Crowley’s face scrunches up as he opens his mouth, a small, odd grimace he tends to do when he’s trying to wave something off as nothing. Aziraphale tracks the hand he raises and the vague shrugging motion he does. Crowley’s nails are trimmed short, and Aziraphale wonders suddenly how calloused his hands are. If they are at all, that is. Maybe he magics away the callouses, or magics them there? Does he do anything to warrant callouses, or does he tend to rely on magic, the way Aziraphale likes to?

Aziraphale thinks maybe he should know these answers already, and some part of him deflates when he realizes he doesn’t.

The other part wants to know. To ask. To touch Crowley’s hand.

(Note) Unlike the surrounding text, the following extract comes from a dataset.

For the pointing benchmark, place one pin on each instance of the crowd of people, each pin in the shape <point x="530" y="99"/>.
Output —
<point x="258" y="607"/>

“Dunno,” Crowley says. “More angel and demon things, I suppose. Maybe insurance, to keep demons from—well.”

“From?”

“Seducing your lot, maybe?”

“Oh.” Aziraphale thinks about this. What he wants to ask is, _Has that actually happened before?_ What he asks instead is, “It hurts you too, then?”

Crowley nods, looking at his glass of wine. At least, Aziraphale guesses that’s where he’s looking. He never knows for certain, what with the glasses.

“What was it like?” Aziraphale asks.

“Touching you?”

“No, I—” Although maybe that _is_ what he means. But he finishes weakly, “Falling?”

There’s a moment. In it, Aziraphale thinks about Heaven, and about his sword, and about the way Crowley’s hands look, his fingers thin and long and tapping now against the tablecloth, his nails bit down to the quick, and he thinks about the burn, the quick quiet searing, and some part of him maybe imagines that this time—this touch—maybe it didn’t hurt as badly as the first.

“Lonely,” Crowley says.

—

So, then, maybe it starts here:

A moment, an opened bookshop, a permanence. Crowley shows up to Aziraphale’s shop with a package folded in his arms, and after a quick second to take in the new place, he reveals the present: chocolates.

Aziraphale stares at them for a second too long. He rushes to make up for it once reality catches up to him, babbling about the wine he’s got in the back that would go perfectly with this, oh, hold on, let him go find it, and _make yourself at home, Crowley, dear, I’ll just be a moment_.

He takes more than a moment. He finds the bottle easily, but the explanation for his behavior comes a little harder as he stands in his back room, staring at the wine’s label. He really has to think at it—and when nothing sensible emerges, he chooses instead to brush the whole thing off. No point leaving Crowley waiting for nothing. And dwelling on questions never has helped Aziraphale.

(It should be noted that, at this point, Aziraphale is still playing with those questions about Crowley’s hands.)

Maybe it’s here, when he returns with the wine, and Crowley is standing with his head tilted back as he looks at the books on the top of one shelf, still carrying the package and his shades sliding gently down the long slope of his nose to rest at the tip.

Or maybe it’s _here_ , when Crowley turns to see Aziraphale, and a small smile flits to his face, a tug of some emotion like—calm, or like familiarity, something Aziraphale can’t pinpoint exactly but he thinks he’s seen it before, maybe, on the faces of smitten men, or mothers watching their children from a distance, or—and this is the stupidest thought he has all night—just on Crowley, time and time again.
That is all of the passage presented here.